Problem with the off days is that while I could just go for a walk or something, I’m still dealing with the nagging foot injury. It isn’t too bad, but it’s almost gone, and I feel like if I minimize my time on it I could probably get rid of it. Since every time I’m on my feet too much it seems to set back any progress.
So I’d have to have some off-time non-resistance excercise that doesn’t involve being on your feet. Maybe biking - that involves your feet, but you’re not putting your full weight on them. I’ve been thinking of snatching up a decent used bike off craigslist.
Fucking snow needs to fuck off so I can fucking go for a goddamn walk without fucking freezing to death.
Also, feeling fat makes me pissy. And I made ginger brownies for game night yesterday and my friends skipped out without taking the plates of brownies I made for them so now I have a bunch of delicious sugary bars staring at me in the kitchen. Stupid friends. Excuse me, I need to go cry into a baggie of carrots.
Does your gym have spin classes? They’re a great way to burn calories. Each person has their own stationary bike with a resistance control. The instructor guides you through a varied workout where you make it harder or easier. Sometimes you stand, sometimes you sit. It’s mostly an aerobic/leg workout, but your core and arm muscles get in on the action, too. Since you control the effort, it’s a great workout no matter your ability. You can workout at maximum exertion with no impact. It’s great for athletes of size.
You may want to get some biking shoes if your plantar facitius starts to bother you. Sometimes, the flexing of your foot against the pedal may aggravate it. But in biking shoes it’s not a problem at all. The soles of biking shoes don’t flex, so you’re foot will be fine. You don’t have to get the clips if you don’t want. The biking shoe will usually fit in the pedal cage just fine.
[QUOTE=ZipperJJ;16109293
peedin I’ve never heard of night eating like that. That sounds awful! Do you eat anything that’s around or is it just specific stuff that you’d get up to eat? Could you eradicate all offending foods from your house?[/QUOTE]

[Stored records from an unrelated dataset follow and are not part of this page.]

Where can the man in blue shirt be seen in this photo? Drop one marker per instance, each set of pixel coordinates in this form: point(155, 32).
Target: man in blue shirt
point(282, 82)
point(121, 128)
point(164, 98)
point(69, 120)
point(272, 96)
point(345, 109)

I’ve done this all my life. Even as a kid I would get up in the middle of the night and have a bowl of cereal. My sister does it as does a close friend. It’s not like a binge or a ton of food. Just one or two cookies. And it’s not every night so I do not fall under the official disorder of “night eating syndrome.” A lot of it is a stress reaction, and partly habit. Last night before bed I told myself “you will not get up” and I put a piece of masking tape across the fridge door. Guess what? I didn’t get up. A lot my issues are habit and mind over matter.
In other good news, my pants are looser today. I’m not ready to go down a size, but I like being able to almost take my pants off without unzipping them.